A reasonable tone didn’t work on him either. My words caught up with him, souring his expression further.

“It’s my decision anyway,” I added, “even if it’s wrong.” One, two, three.

“Eva will blame me,” he said sadly. “Don’t expect me to call and tell her.”

“Are you worried about me or yourself?” One, two, three.

“That’s not fair, Joe.”

“There was no answer when I called her.”

He was very nervous now. “It may take longer than they say.”

“Take it easy, Dad, I’ll be fine.”

“They’re only delivering bodies,” he muttered, “to fulfill the agreement.”

“But it still has to be done,” I insisted. “People are dying out there, and I want to do something about it!”

“What can you do?” he asked after the pause.

“I’ve learned a few things working.” One, two, three.

He gave me a hurt, hopeless look. “You don’t need my permission,” he said finally, “so why talk to me about it?”

I took a deep breath. “Okay—but you can wish me luck. I’m going for personal reasons and because I want to, because it has to be done. I can’t imagine not going. Can you understand that? There are just too many good reasons. I wouldn’t be the person I thought I was—a person who can make a difference—if I stayed.”

He sighed heavily and nodded. “Get ahold of your mother. And keep in touch.”

There was a defeated look in his eyes as he faded away.

* * *

At the Riverbend Courthouse I learned that I had to contract for a year plus travel time and unforeseen delays. I would not be able to quit.

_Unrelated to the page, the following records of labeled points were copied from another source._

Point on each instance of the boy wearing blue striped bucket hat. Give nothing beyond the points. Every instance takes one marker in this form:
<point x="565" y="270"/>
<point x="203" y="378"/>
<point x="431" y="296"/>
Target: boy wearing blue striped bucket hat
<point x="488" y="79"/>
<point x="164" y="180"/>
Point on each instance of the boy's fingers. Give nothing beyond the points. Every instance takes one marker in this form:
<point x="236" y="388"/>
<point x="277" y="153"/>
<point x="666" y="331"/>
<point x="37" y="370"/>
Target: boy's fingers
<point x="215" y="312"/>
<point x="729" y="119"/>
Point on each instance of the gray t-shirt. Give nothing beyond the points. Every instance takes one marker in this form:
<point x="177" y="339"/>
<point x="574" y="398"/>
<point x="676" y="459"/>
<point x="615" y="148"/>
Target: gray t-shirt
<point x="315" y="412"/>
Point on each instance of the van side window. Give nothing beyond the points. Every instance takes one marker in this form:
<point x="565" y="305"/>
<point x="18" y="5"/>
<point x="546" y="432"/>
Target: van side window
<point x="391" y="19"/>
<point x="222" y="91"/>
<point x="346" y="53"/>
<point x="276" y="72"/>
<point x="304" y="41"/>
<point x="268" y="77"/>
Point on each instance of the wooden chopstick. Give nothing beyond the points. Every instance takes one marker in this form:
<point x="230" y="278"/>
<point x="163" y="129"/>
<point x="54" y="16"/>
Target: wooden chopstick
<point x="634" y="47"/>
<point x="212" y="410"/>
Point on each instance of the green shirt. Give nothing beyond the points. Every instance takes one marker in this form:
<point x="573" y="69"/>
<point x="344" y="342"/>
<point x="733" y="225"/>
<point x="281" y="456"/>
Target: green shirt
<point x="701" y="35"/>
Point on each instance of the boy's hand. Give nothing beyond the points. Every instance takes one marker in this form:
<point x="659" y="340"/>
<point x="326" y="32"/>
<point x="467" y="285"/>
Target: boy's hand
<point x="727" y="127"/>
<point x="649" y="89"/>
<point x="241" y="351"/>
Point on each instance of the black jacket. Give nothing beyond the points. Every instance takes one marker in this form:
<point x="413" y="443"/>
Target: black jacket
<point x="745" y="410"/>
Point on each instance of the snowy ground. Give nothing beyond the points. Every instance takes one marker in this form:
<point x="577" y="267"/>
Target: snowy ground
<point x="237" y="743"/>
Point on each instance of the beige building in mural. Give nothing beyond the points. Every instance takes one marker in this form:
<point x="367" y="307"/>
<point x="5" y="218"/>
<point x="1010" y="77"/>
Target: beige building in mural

A bored-looking judge took my handprint. The contract was with Earth Authority, which now governed all employment connected with the Mercury agreement. My contract carried a fine of a hundred thousand New Energy Dollars. Acceptable reasons for breaking it were all listed, the judge said, and there were no others. They came down to two things—illness or death.

“Could you pay the fine?” she asked coldly.

“No.”

“Since you cite work experience with Mr. Kristol, I’m assigning you to him. You must accept.”

“That’s fine with me.”

She gave me a stern look. “Name of anyone who could take your place in case of legitimate cancellation?”

I shook my head. “Don’t know anyone who’d want to.”

She thumbed her console. My ID card jumped out at me. “Memorize the numbers.”

As I left the chamber, I imagined the judge checking off another name on her quota list. Five thousand workers. Get them any way that’s legal. Press gangs in the year 2057, or the nearest thing, Dad would have said, exaggerating. But it didn’t matter, I told myself. It couldn’t.

Rosalie met me outside. “You look glum,” she said, taking my arm as we walked toward the bridge. Our four shadows seemed crowded on the pavement. “Think of what we’ll see, things we might never get a chance to know otherwise. A year isn’t anything.”

I felt a bit trapped, but I smiled. “Let’s go make love in zero-g.”